Biodiversity science almost defies definition – but in discussing how the UK BSC could help UK scientists we felt we needed to be as inclusive as possible. So for us, biodiversity science is that needed to support the CBD vision of "Living in Harmony with Nature" where "By 2050, biodiversity is valued, conserved, restored and wisely used, maintaining ecosystem services, sustaining a healthy plant and delivering benefits essential for all people.", and the mission of the new CBD strategic plan to "take effective and urgent action to halt the loss of biodiversity in order to ensure that by 2020 ecosystems are resilient and continue to provide essential services, thereby securing the planet's variety of life, and contributing to human well-being, and poverty eradication”. The science underpinning these ambitious goals will i) be integrative and link biological, ecological, and social disciplines;  ii) take place at local to global scales, and between scales, iii) consider diversity at all levels of biological organisation from genes to species, landscapes and biomes, and iv) involve observations and experiments, as well as modelling and prediction. We hope the work of the UK BSC can help to bring the strength of integrative and insightful science done by UK biodiversity scientists together to make an international impact.

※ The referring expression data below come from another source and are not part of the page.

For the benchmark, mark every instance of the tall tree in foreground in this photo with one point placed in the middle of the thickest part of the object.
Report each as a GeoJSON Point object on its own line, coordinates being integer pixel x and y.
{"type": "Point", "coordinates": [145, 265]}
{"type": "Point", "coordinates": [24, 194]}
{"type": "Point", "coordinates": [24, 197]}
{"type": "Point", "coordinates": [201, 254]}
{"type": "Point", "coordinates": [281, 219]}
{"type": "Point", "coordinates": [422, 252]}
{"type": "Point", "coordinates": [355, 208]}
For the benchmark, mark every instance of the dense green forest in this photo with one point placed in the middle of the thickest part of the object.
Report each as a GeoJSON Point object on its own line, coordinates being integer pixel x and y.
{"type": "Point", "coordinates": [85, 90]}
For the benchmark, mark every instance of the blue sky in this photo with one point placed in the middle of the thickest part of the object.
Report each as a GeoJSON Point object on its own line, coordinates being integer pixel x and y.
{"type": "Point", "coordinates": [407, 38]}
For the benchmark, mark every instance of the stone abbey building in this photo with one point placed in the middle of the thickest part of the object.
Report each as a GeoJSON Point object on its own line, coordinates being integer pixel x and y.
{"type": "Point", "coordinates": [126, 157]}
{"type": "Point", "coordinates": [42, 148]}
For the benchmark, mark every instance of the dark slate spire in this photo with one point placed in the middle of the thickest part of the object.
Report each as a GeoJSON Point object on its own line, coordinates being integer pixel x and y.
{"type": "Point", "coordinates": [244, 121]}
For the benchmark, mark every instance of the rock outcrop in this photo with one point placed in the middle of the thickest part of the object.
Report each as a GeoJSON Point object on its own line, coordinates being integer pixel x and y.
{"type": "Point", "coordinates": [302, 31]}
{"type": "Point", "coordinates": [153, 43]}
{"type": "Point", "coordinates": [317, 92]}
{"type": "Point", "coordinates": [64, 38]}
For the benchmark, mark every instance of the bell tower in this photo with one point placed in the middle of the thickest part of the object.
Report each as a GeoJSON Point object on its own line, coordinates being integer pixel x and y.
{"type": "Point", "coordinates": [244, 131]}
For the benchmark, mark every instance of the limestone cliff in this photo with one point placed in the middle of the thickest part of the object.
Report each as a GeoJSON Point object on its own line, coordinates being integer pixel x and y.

Among the first tasks of the UK BSC is to engage with the UK science community to advance the promotion of biodiversity science as a contribution to both national and international science programmes. We will also scrutinise the biodiversity science content of the emerging Research Framework “Future Earth – Research for Global Sustainability”, as individual Global Environmental Change (GEC) Programmes such as DIVERSITAS and the World Climate Research Programme (WCRP) are amalgamated into Future Earth (http://www.icsu.org/future-earth), a ten-year ICSU (the International Council for Science) initiative that aims to bring together research to understand global environmental change and sustainability. These are challenging tasks, and we are only finding our feet and beginning to get to work. Input from the community is crucial to the success of the endeavour to make us more than the sum of our parts – so please get in touch!

We will be establishing a website (http://www.ukbsc.info) in addition to our presence as part of the Royal Society (http://royalsociety.org/about-us/governance/committees/ukbsc/) – where we will post news of funding opportunities and meetings; suggestions for additional content and functionality welcome. Various members of the Committee tweet as Biodiversity Science (@BiodivSci), most recently from INTECOL in London and the BiodiversityKnowledge conference in Berlin. Follow us and join in!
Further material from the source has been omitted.